Dave Goulson gewährt mit seinem neuen Buch "Und sie fliegt doch" Einblicke in die Welt der Hummeln. Dabei vermittelt er Fakten anschaulich wie unterhaltsam. Außerdem zeigt der Naturschützer und Wissenschaftler düstere Seiten der Insekten auf. Ein Buch mit hohem Spaßfaktor, meint unsere Rezensentin.

Von Dagmar Röhrlich | 09.09.2014
    Eine Hummel sitzt auf einer Raps-Pflanze.
    Energetisch gesehen leben Hummeln auf der Überholspur - und es grenzt fast an ein Wunder, dass sie ihre pummeligen Körper in die Luft heben können. (picture alliance / ZB / Bernd Wüstneck)
    Als Dave Goulson Kind war, pflasterten Leichen seinen Weg. Gleichgültig, wie sich ein Tier fortbewegte - es war gut beraten, vor ihm zu fliehen. Ob Tropenfisch, Wachtel, Strumpfbandnatter oder Hummel: Die Mortaliätsräte bei meinen Schützlingen war beunruhigend hoch.
    Die Details sind grausig, die er im Prolog seines Buches "Und sie fliegt doch – eine kurze Geschichte der Hummel" erzählt. Nach den ersten Seiten erscheinen sowohl der Autor, als auch seine Eltern reichlich unsympathisch. Zum Glück für die Tierwelt entwickelte sich Dave Goulson weiter: Heute ist er ein renommierter Naturschützer und Wissenschaftler - und weiß, seine Forschung unters Volk zu bringen:
    "Warum haben ( ... ) Hummeln Stinkefüße?"
    Damit sie Fußabdrücke auf den Blüten hinterlassen, die der nächsten Hummel anzeigen, das sich ein Besuch nicht lohnt. Das Signal macht Sinn - denn:
    "Eine Hummel mit vollem Magen befindet sich nur etwa 40 Minuten vom Hungertod entfernt."

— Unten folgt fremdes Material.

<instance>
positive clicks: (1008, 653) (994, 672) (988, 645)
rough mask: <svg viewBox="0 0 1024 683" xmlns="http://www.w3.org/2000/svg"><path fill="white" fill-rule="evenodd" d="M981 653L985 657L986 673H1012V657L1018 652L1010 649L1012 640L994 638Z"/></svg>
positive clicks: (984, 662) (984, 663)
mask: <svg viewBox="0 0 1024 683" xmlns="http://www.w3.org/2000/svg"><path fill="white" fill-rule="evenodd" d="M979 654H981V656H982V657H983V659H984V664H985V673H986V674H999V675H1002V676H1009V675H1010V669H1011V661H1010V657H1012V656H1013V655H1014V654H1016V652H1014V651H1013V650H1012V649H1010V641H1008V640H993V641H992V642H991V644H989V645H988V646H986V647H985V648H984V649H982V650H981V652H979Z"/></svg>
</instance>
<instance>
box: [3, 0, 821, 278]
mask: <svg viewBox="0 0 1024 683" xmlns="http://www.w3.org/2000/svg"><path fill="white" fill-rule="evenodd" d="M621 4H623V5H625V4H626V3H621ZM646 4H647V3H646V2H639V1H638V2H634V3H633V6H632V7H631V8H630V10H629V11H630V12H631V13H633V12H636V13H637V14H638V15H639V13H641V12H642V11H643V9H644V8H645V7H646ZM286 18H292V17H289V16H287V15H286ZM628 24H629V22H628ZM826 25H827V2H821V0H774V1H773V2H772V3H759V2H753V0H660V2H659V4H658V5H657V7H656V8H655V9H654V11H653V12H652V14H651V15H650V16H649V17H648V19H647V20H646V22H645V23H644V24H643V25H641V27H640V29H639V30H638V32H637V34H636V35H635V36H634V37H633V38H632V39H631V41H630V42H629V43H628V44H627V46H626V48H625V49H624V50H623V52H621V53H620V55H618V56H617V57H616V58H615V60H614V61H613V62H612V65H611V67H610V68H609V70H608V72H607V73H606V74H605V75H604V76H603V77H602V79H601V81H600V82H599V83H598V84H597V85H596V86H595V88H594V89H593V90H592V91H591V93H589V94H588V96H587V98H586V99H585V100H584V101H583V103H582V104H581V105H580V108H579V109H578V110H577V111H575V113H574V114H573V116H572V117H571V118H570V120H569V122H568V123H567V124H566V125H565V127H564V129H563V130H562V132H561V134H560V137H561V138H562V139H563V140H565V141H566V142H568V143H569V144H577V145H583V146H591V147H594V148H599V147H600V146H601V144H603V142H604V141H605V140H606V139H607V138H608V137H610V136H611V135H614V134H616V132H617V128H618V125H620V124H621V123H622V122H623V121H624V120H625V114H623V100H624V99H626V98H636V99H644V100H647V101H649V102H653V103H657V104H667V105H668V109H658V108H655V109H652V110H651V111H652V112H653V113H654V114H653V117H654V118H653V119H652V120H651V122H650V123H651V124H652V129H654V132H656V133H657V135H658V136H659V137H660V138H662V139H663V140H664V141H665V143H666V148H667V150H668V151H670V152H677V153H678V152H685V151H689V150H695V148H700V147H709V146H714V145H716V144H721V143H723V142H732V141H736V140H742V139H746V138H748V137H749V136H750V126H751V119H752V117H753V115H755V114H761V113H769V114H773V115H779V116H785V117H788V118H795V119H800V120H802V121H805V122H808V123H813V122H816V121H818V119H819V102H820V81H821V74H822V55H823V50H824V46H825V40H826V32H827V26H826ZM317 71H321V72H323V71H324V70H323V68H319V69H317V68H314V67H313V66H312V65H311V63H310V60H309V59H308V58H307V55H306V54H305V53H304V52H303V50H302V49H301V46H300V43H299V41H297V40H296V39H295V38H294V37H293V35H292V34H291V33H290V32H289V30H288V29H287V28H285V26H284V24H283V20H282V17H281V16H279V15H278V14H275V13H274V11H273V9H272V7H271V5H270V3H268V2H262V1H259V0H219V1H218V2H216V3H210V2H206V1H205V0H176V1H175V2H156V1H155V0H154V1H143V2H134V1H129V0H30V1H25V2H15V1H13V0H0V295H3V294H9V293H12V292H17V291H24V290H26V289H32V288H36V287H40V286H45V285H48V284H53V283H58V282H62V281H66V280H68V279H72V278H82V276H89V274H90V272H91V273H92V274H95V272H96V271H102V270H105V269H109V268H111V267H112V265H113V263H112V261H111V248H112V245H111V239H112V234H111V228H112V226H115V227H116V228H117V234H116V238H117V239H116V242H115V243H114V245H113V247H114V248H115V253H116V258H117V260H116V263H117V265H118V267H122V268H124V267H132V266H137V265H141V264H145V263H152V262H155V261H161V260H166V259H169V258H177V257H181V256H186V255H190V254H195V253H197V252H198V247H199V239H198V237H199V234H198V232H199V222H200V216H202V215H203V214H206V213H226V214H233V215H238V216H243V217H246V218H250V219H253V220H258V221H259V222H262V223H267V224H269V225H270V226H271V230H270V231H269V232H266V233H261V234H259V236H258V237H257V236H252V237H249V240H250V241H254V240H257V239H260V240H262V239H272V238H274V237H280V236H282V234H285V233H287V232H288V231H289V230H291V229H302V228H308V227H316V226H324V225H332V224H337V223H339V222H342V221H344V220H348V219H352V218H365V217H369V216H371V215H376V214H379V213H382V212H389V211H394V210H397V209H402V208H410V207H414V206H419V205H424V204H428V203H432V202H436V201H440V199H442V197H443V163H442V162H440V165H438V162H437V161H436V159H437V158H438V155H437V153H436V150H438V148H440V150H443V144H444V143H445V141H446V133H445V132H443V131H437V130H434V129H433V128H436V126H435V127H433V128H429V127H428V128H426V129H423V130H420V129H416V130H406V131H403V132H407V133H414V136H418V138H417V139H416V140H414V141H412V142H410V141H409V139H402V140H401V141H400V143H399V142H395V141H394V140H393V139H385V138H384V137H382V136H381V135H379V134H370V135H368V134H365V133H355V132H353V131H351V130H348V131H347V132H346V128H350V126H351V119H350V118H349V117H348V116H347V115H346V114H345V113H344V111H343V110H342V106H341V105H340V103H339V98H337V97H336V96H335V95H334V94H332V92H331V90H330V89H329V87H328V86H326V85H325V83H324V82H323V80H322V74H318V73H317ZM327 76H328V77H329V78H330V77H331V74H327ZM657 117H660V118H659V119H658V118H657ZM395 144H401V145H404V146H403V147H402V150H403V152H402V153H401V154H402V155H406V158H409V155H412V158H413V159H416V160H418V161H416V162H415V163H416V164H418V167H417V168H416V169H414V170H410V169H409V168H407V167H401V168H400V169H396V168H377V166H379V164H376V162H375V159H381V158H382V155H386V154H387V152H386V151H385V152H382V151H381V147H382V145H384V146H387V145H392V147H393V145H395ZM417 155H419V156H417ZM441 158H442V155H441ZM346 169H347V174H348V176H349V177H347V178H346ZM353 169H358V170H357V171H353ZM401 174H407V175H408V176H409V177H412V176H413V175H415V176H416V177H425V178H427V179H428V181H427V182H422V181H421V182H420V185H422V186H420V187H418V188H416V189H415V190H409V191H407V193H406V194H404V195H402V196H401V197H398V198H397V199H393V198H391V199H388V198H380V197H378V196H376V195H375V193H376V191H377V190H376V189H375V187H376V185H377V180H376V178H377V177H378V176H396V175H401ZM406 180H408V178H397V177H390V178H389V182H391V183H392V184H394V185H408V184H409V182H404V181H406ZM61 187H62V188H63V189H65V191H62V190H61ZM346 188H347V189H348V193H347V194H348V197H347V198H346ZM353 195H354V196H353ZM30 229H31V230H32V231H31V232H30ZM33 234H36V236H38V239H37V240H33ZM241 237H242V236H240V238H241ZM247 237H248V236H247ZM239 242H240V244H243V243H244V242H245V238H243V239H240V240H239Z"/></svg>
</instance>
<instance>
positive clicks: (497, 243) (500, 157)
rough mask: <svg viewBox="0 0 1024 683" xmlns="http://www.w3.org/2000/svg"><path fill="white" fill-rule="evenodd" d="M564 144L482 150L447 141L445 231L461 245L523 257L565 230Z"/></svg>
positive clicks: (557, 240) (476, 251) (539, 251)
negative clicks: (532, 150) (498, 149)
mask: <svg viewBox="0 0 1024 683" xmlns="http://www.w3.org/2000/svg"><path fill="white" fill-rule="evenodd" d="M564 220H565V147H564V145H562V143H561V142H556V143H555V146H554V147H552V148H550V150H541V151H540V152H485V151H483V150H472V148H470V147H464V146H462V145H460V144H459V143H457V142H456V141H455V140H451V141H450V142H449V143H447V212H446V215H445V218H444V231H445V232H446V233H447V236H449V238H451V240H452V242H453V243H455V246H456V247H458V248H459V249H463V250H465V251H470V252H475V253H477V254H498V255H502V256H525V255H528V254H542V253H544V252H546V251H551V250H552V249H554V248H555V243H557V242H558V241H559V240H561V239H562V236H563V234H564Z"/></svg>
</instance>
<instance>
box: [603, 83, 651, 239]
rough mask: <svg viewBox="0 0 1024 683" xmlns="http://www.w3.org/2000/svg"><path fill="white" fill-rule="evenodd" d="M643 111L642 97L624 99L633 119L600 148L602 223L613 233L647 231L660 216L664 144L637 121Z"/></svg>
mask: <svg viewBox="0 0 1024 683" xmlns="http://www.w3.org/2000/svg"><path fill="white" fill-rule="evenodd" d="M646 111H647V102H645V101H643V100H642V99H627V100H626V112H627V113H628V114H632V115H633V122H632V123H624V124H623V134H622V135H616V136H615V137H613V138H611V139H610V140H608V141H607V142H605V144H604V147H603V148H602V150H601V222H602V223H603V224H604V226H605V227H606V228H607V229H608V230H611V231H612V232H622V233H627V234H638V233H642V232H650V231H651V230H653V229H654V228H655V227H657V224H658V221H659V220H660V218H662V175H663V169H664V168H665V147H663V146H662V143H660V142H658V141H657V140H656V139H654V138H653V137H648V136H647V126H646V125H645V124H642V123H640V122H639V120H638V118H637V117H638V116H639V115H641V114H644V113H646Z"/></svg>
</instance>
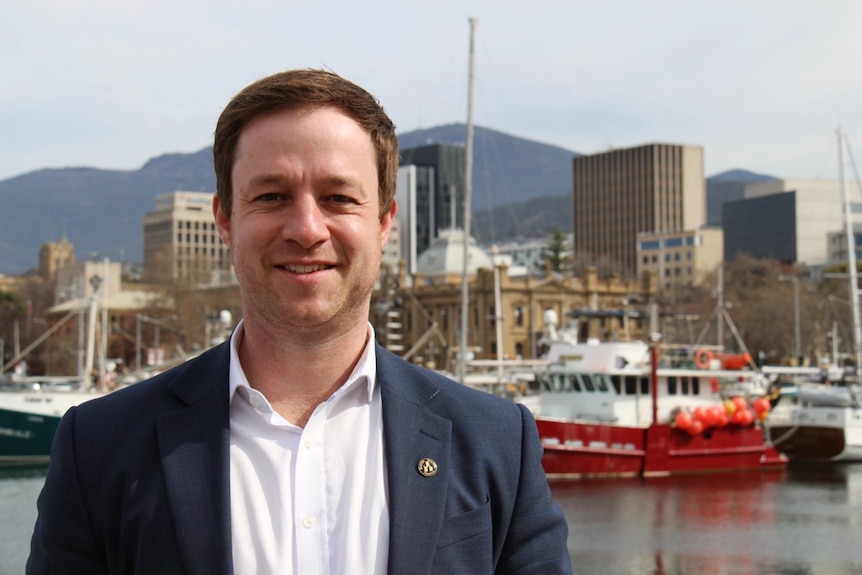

    Energetisch gesehen leben Hummeln auf der Überholspur - und es grenzt fast an ein Wunder, dass sie ihre pummeligen Körper in die Luft heben können:
    "Ein Jogger verbraucht in einer Stunde etwa die Kalorien eines Marsriegels, eine menschengroße Hummel (...) würde die gleiche Kalorienzahl in weniger als 30 Sekunden verbrauchen."
    Kannibalismus und Kindsmord
    Dave Goulson vermittelt Fakten anschaulich: ob zur Evolution der Hummeln, zu ihrer Rolle in der Natur oder ihrer beeindruckenden Orientierungsfähigkeit. Er beschreibt auch ihr Sozialverhalten - die vorbildliche Seite ebenso wie ihre dunkle, die später im Sommer zum Tragen kommt:
    "In den dämmrigen Grenzen des Nests spielen sich gewalttätige Kämpfe ab, sind Kannibalismus, Kindsmord und Mord an der Tagesordnung."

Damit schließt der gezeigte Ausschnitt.